In the aftermath of Aliahna’s disappearance, Souders and her family spoke frequently to the media, making pleas for anyone with information about where she might be to come forward.
But once the girl’s body was found, once police connected a family friend to her killing and once Souders’ living situation came under heavy public scrutiny, the interviews ceased.
When the family came to Fort Wayne, they settled into what was then called the Northway mobile home park. Nestled in a wooded area at Diebold Road and North Clinton Street, the park was – and still is – a haven for sex offenders.
At the time of Aliahna’s killing, there were 15 sex offenders living in the two dozen or so units, including Aliahna’s grandfather, who had previously been convicted of child molesting.
Michael Len Plumadore lived with Aliahna’s grandfather in the trailer park, and he became someone the nation and police would fixate on once the girl disappeared.

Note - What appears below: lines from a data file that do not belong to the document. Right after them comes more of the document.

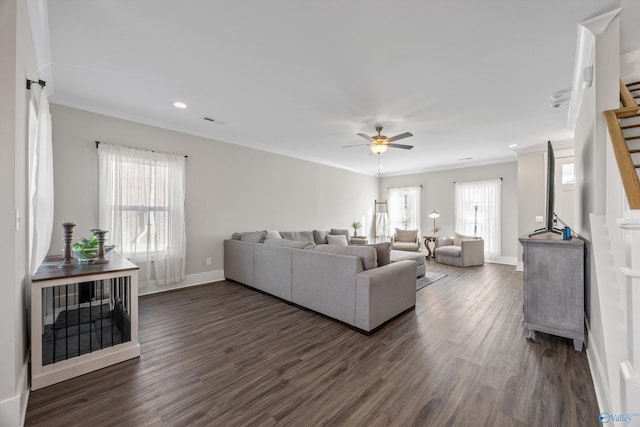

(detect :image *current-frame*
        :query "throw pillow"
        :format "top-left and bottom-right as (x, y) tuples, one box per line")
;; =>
(327, 234), (348, 246)
(265, 230), (281, 239)
(330, 228), (350, 240)
(367, 242), (391, 266)
(240, 231), (267, 243)
(453, 232), (464, 246)
(313, 230), (328, 245)
(396, 228), (418, 242)
(231, 232), (244, 240)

Then 39, Plumadore took care of Aliahna’s ailing grandfather during the final months of his life, until the man died in early December of last year.
In that time, Plumadore became so close to Aliahna’s family that the kids called him “Uncle Mike.” Souders even described him in interviews as someone who was “like a brother” to her.
What is not clear is whether they knew of Plumadore’s past.
Although he was never convicted of a sex crime, an Iowa woman once accused Plumadore of stalking and sexually harassing her 13-year-old daughter in 2010.
He had other run-ins with the law, as well, most notably for auto theft in North Carolina.
Souders left Plumadore in charge of her children for about a week last December while she suffered from illness, she told police and media.
Soon after the girl’s disappearance, the public began asking how she could live in such a trailer park with so many sex offenders around, and more importantly, how she could leave her children with a man like Plumadore.
Either late Dec. 22 or early Dec. 23, Plumadore took a brick to Aliahna’s head while she was at the doorstep of his trailer, he later told police.
While he admitted to the crime in court in exchange for a plea deal that offered him life in prison without the possibility of parole, he never revealed why he killed the girl.
This allowed speculation and theories about what led to the killing to run rampant in the year since.
Those who found his Facebook page after Aliahna went missing noticed that most of his 600 “friends” were young girls or women with scantily clad profile pictures.
Others simply drew conclusions by pointing out the fact he lived with a convicted sex offender.
Since his arrest, Plumadore has not agreed to an interview with the media. He’s serving his time at the Wabash Valley Correctional Facility, according to Indiana’s prison records.
And Souders has remained largely silent.
At one point, her other children were taken by the state and she was attempting to get them back. Whether she succeeded is not known.
The trailer park where the killing happened still stands one year later.
Located near the Carmike Cinema on Dupont Road, it went up for auction last spring, with its sellers touting the area as prime for business development.
But it did not sell.
The owners, who did not return a call to comment, changed its name to Dupont Triangle and created a new website advertising the area as a “relaxing, beautifully landscaped community for all renters to enjoy.”
Still, just as in the days leading up to Aliahna’s disappearance, it is filled with older and in some cases decrepit trailers, some of which are crumbling or in disrepair.
And the park’s location away from public parks or schools is attractive to sex offenders, who are limited by state law as to where they can live.
Now 24 sex offenders live there, according to county records.
It’s a year later, and things look as they always do.